The Nifty and Sensex both were up more than half a percentage point in trade on Monday. The Nifty 50 index was up 93.25 points or 0.57% at 16359.05. while the S&P BSE Sensex was up 569.89 or 1.05% at 54,896.21 at 13:30 IST.
The Nifty Realty index was trading in the green, up 1.85 points, or 0.46%, at 402.80.
Indiabulls Real Estate Ltd (up 4.95%), Sunteck Realty (up 1.42%), DLF Ltd (up 1.10%), Godrej Properties Ltd (up 0.59%), Oberoi Realty Ltd (up 0.33%), and Prestige Estates Projects Ltd (up 0.28%) were the top gainers among the Nifty Realty Index index components.
On the other hand, Macrotech Developers Ltd (down 2.32), and Sobha Ltd (down 2.50%).
The government's decision on Saturday to lower duty on some steel raw materials, levy charges on steel product exports, and take measures to improve cement availability is expected to help real estate developers reduce construction costs.
Realty developers have been voicing their concerns over the spike in prices of steel and cement, key construction raw materials, in the backdrop of supply disruptions owing to the global geopolitical situation.
In a bid to tackle input cost pressures, several developers have already increased residential property prices by 6-8% across key markets in the country, including Mumbai, Delhi-NCR, Bangalore, Pune, and Hyderabad, in the last few months. Apart from increasing prices, developers were also considering slowing down construction work, ET Reported.
Due to the Russian -Ukraine war, some of the key housing raw materials have risen by 100%.
Prices of domestic hot-rolled coil (HRC) surged to ₹76,000 per tonne in April 2022 from ₹39,200 per tonne in March 2020.
The price of coking coal, which is used in the production of steel, rose 47% to $670 per tonne in the last three weeks from $455 per tonne in late February, due to the flooding of mines amid high demand from high countries that are traditionally imported from Russia, said CRISIL in a report.
According to media reports, the pan-India average cement price rose by over 10% to ₹395 per 50 kg bag as of March 22, 2022, on a month-on-month basis.
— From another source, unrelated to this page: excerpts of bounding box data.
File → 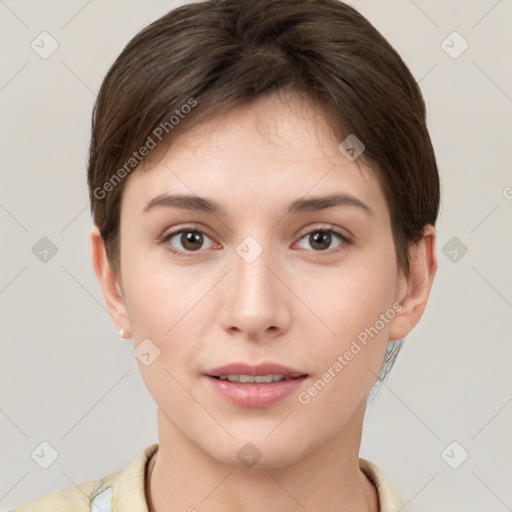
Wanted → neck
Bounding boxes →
[146,407,379,512]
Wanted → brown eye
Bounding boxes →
[301,229,350,252]
[180,231,203,251]
[164,229,213,253]
[309,231,332,251]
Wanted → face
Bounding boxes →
[110,92,407,467]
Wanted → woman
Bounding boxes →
[16,0,439,512]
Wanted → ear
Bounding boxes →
[389,224,437,340]
[91,225,131,337]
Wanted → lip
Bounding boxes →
[204,363,308,408]
[206,362,307,377]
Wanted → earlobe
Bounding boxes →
[389,225,437,340]
[91,225,131,333]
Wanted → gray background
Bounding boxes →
[0,0,512,512]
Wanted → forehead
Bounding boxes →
[123,95,387,222]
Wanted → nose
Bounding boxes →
[220,239,292,341]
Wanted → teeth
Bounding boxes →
[219,373,287,384]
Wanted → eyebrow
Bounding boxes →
[143,193,373,218]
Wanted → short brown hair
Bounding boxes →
[88,0,440,386]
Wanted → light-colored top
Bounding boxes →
[11,443,403,512]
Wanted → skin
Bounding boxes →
[91,95,437,512]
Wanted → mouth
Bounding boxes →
[204,363,309,408]
[206,362,308,384]
[209,373,307,384]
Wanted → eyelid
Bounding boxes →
[159,223,354,257]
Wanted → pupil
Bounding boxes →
[181,231,203,250]
[313,231,331,249]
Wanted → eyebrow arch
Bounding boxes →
[143,193,373,218]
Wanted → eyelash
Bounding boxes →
[161,225,353,258]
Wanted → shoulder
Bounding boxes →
[359,457,403,512]
[9,443,158,512]
[12,481,101,512]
It grew by 11% based on the year-on-year comparison.
“The momentous move by the government to reduce import duties on steel products should provide a sigh of relief to all stakeholders. Additionally, reduction in import duty of iron ore and steel intermediates will further bolster the availability of raw materials domestically, cool off the prices of steel products, and help tide the rise in prices of projects, strengthening consumer sentiment,” said Harsh Vardhan Patodia, President, CREDAI.
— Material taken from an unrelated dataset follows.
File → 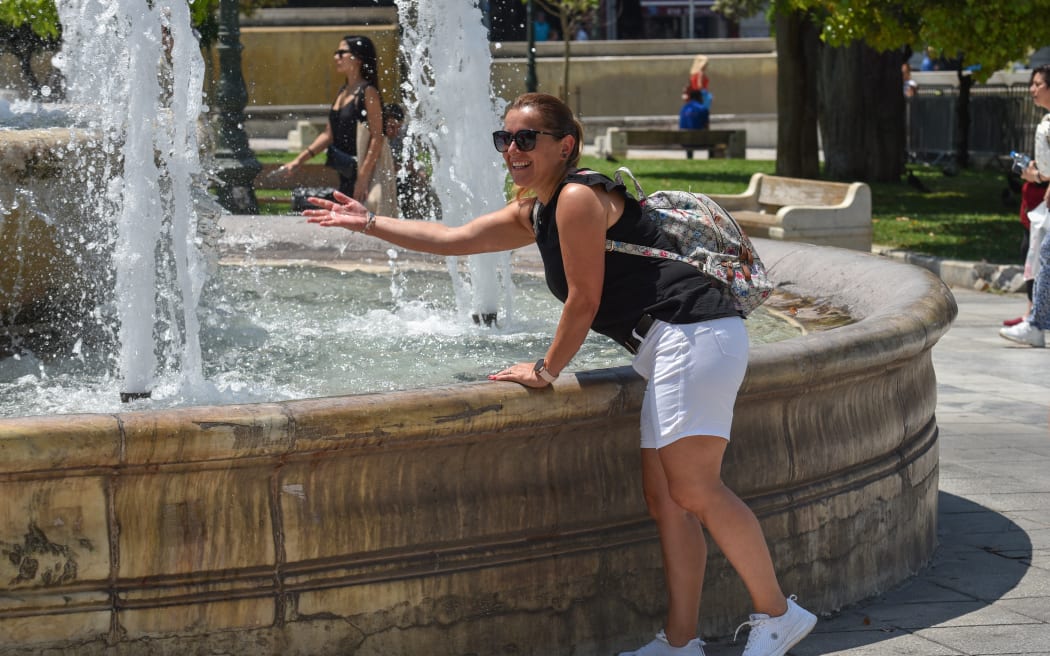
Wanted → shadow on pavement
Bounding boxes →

Experts believe a reduction in the price of fuel tax to pre-COVID levels will help bring down the transportation costs of all raw materials and essentials in industries agnostic of their businesses and reduce the pressure on the end consumers.
Going forward, developers propose that the state government reduce state-specific fuel duties in order to have a direct impact on the rise in inflation.